A new report from the country’s two leading insurance industry organizations alleges providers are “flooding” the No Surprises Act dispute process to score higher payments.
The report was released Friday by AHIP and the Blue Cross Blue Shield Association and estimates that as many as 39% of the out-of-network claims submitted to the independent dispute resolution, or IDR, process were not eligible. For example, claims for services under Medicare or Medicaid, disputes already resolved under IDR, in-network claims and claims under state surprise billing laws are ineligible.
The analysis also found that IDR entities identify improperly submitted claims less than half of the time, and, because their fees are refunded if a claim is not eligible, these entities have an incentive to allow ineligible disputes to move forward.
“These dynamics have created lucrative opportunities for some providers to exploit the IDR process, flooding it with ineligible disputes to secure higher payments that ultimately make health care less affordable for consumers and employers,” the groups wrote in the report.
The study found that 20 million claims submitted in 2024 met the criteria for the No Surprises Act, meaning millions of surprise bills were averted. In most cases (76%), no further action was required as the provider accepted the initial payment from the health plan.
Eighteen percent of disputed claims were resolved in open negotiation, and 6% entered IDR, according to the analysis.
Most qualified claims (61%) were for emergency care, while 39% were for nonemergency services. The study found that while air ambulance services only accounted for 1% of qualified claims, they had a high likelihood of proceeding to IDR and securing large payments.
The study identified more than 1.2 million claims that were submitted to IDR, with a fairly even split between emergency and nonemergency services. And, while the IDR entities identified 17% of these claims as ineligible, the plans argue 39% were instead submitted inappropriately.
This was especially true among claims for nonemergency services, of which the insurers said 45% of claims submitted to IDR were ineligible for process.

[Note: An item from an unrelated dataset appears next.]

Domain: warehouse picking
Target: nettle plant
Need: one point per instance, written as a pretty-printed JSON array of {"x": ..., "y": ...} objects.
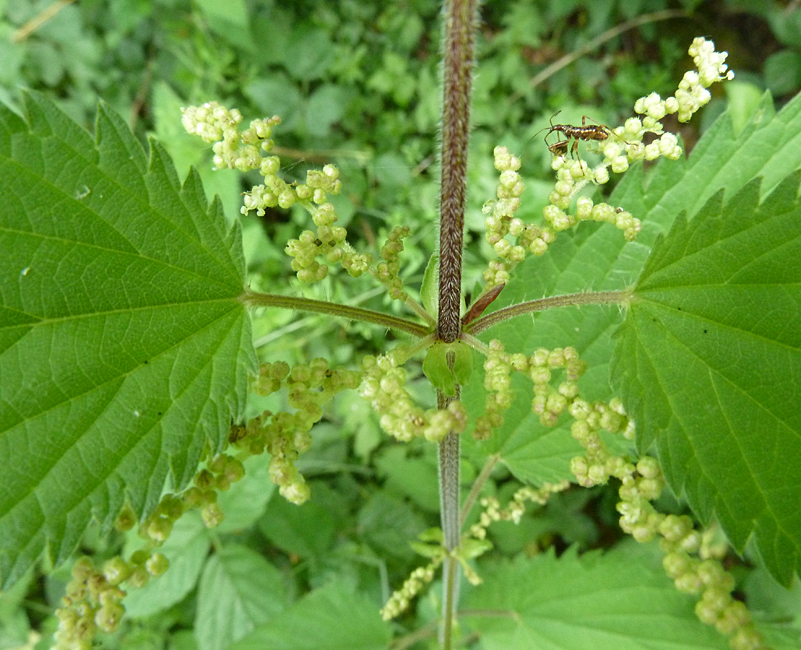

Thirty-three percent of claims for emergency services were ineligible, as were 23% of those for air ambulances, according to the payer organizations.
The plans found several recurring issues that made submitted claims ineligible; for instance, in 29% of cases, the claims were submitted to IDR outside of the allotted window, while 13% of submissions were missing key details.
The report concludes that while it’s laudable that the No Surprises Act averted close to 20 million surprise bills, the dispute process is “suffering from abuse, inefficiencies, misaligned incentives and inadequate accountability.” The groups recommend policymakers institute greater oversight in the process and more stringent front-end screenings to reduce waste.
“These findings also suggest [IDR entities] are failing to identify a large volume of ineligible disputes submitted by providers,” according to the report. “Because of this, [IDR entities] are considering and issuing payment determinations on ineligible disputes.”